Question

What is the derivative of 1/x! and why?

Answer 1

The derivative of \(\dfrac{1}{x}\) or \(\dfrac{1}{x!}\)? I'm assuming it's the first one. :)

Answer 2

No it's the second

Answer 3

one over x factorial.

Answer 4

So then we're defining factorial for non-natural numbers with the Gamma function evaluated at a corresponding value?

Answer 5

yes, right.

Answer 6

So we're \(\dfrac{d}{dx}\dfrac{1}{\Gamma (x+1)}\).

Answer 7

ok, I get that much.

Answer 8

Daniel, you got me interested, but unfortunately I don't know if I can be of help here.
I hope someone with more background can jump in and help.
With that being said though, have you tried applying the Leibniz Integral Rule to the Gamma function to find its derivative?

Answer 9

I looked at that but it seems to be about understanding the Clausen Function.

Answer 10

While nobody else is posting:
We have \(\displaystyle \Gamma(x) = \int_0^\infty e^{-t}t^{x-1} \, dt\).
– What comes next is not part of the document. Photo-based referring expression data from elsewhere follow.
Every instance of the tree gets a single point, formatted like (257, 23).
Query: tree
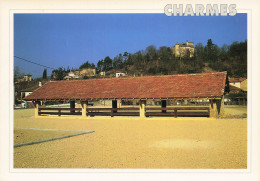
(150, 52)
(100, 65)
(44, 74)
(125, 57)
(17, 72)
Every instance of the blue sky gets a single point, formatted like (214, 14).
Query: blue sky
(57, 40)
For the partial derivative of the integrand, we have \[ \frac{\partial}{\partial x} (t^{x-1}e^{-t}) = e^{-t}t^{x-1}\log t,\] (Where \(\log\) is the natural log.) Therefore \[\dfrac{d}{dx}\Gamma (x) = \int_0^\infty e^{-t}t^{x-1}\log t \, dt.\]
So if that's right, then by the Chain Rule \[\dfrac{d}{dx}\dfrac{1}{\Gamma (x+1)} = \dfrac{-1}{(\Gamma(x))^2}\int_0^\infty e^{-t}t^{x-1}\log t \, dt.\]

Answer 11

Not entirely. I forgot about the \(x+1\), so the \(x\) on the RHS should be shifted. \[ \dfrac{d}{dx}\dfrac{1}{\Gamma (x+1)} = \dfrac{-1}{(\Gamma(x+1))^2}\int_0^\infty e^{-t}t^{x}\log t \, dt. \]
Like I said, I hope someone with more background will take a look at this thread and give us their thoughts

Answer 12

It's interesting, wolfram used the polygamma function. http://www.wolframalpha.com/input/?i=derive+1%2Fx!
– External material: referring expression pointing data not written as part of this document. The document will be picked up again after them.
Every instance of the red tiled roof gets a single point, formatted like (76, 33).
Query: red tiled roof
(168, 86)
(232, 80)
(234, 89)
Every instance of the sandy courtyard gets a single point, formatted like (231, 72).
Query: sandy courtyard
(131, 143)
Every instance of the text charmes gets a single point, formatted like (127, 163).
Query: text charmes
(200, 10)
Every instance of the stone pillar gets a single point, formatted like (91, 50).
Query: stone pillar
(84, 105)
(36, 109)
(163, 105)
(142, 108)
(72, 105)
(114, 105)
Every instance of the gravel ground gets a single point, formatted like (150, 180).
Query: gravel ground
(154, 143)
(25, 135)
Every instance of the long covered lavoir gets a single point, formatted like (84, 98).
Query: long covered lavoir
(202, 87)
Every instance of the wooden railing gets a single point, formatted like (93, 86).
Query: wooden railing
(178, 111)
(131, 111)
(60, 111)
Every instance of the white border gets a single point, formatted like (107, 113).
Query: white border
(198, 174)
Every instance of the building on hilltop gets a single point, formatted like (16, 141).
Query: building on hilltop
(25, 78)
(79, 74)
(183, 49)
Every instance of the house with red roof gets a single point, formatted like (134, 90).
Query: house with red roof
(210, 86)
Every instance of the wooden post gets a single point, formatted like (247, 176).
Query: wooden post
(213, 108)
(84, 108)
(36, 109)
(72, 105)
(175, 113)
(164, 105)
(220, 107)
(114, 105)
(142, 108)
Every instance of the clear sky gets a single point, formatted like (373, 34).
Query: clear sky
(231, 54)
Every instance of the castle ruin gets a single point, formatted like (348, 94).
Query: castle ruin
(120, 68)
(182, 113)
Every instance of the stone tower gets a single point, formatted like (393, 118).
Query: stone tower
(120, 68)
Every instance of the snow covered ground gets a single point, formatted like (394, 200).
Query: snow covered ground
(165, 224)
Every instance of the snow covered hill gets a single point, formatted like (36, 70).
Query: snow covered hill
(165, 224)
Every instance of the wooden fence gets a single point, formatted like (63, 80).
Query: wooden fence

Is your form equivalent? Might be worth a check.

Answer 13

Yeah, it's pretty interesting. I also had Wolfram Alpha give me the derivative of the Gamma function itself yesterday to see what it said. I haven't studied the polygamma function (as I said, I'm sort of in unfamiliar territory here), but I looked specifically at the Wikipedia page for the Digamma function:
https://en.wikipedia.org/wiki/Digamma_function
It is defined to be the logarithmic derivative of the Gamma function.

Typing the result I wrote above for the derivative of the Gamma function into Wolfram Alpha,
http://www.wolframalpha.com/input/?i= \int_0^\infty+e^{-t}t^{x-1}\log+t+\,+dt
we get the digamma function times the gamma function as the result (at least for \(\text{Re}(x) > 0\), Wolfram Alpha says), i.e., the derivative of the gamma function, so that checks out.

The rest is an application of the Chain Rule, so the final result should be equivalent as well.

Answer 14

The answer looks to be a product of the quotient rule but because of the nature of the gamma function it's difficult to see how. Do you really know how the chain rule or the quotient rule may be applied in this situation?

Answer 15

There is nothing special about this situation which affects how the Chain Rule should be applied. We simply have a composition of functions: Let \(g(x)=\dfrac{1}{x}\) and \(f(x) = \Gamma(x+1)\). Then your function \(\dfrac{1}{x!}\) is \(g(f(x))\), and its derivative is \(g'(f(x))f'(x)\), which is \(\dfrac{-1}{(\Gamma(x+1))^2} \Gamma'(x+1)\).

Answer 16

I'm not convinced. Can you show your steps?

Answer 17

I just showed my steps in the last post. Which part is not convincing?

Answer 18

Last part.

Answer 19

I can't tell what you mean by "last part". I just applied the Chain Rule and I showed you how I decomposed the function so that there would be no confusion. Please include the specific expression or claim which I need to explain further.

Answer 20

The last step you did, can you explain why -1?

Answer 21

Because the derivative of \(\dfrac{1}{x}\) is \(\dfrac{-1}{x^2}\).